The use of 3D imaging technology in laparoscopic surgery remains a fascinating but expensive technology. Although it is common sense that an improved visual system is likely to make any laparoscopic task easier, the benefits of 3D imaging remain unsettled. We believe that this two-treatment, two-period study design demonstrated that 3D imaging makes the initial performance and learning of laparoscopic tasks easier, quicker, and less prone to errors over traditional 2D imaging for inexperienced or untrained individuals. Moreover, for inexperienced individuals, the use of 3D imaging facilitated the education of laparoscopic skills by improving their performance using 2D imaging.

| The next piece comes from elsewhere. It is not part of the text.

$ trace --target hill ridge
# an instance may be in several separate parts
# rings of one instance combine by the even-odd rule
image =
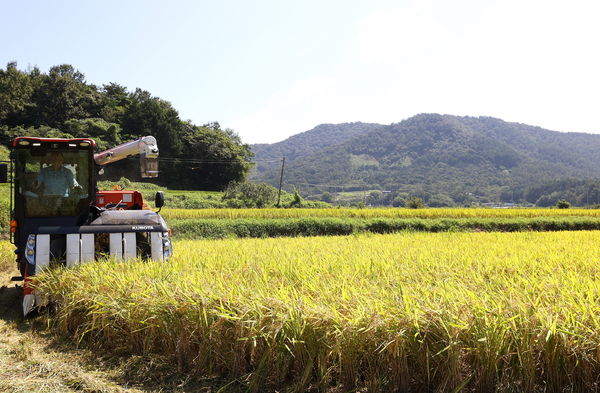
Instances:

However, not all participants in our study benefited equally from practice using 3D imaging. The experienced group, whose subjects already possessed laparoscopic familiarity, showed little difference in the performance of all tasks irrelevant of optical conditions, testing sequence or testing session. The fact that the experienced groups showed only minor improvement with changing optical conditions essentially points to the expected: that experienced laparoscopic surgeons have already adapted to the lack of depth perception inherit in the 2D imaging systems. Despite these important findings, we cannot state at this point what effect 3D imaging has on operative performance. Hanna and colleagues showed that 3D imaging systems show no advantage over 2D imaging in the conduct of laparoscopic cholecystectomy [21]. However, more clinical studies are needed to assess whether newer 3D visual enhancements can decrease laparoscopic operating times and costs and minimize morbidity for all laparoscopic procedures.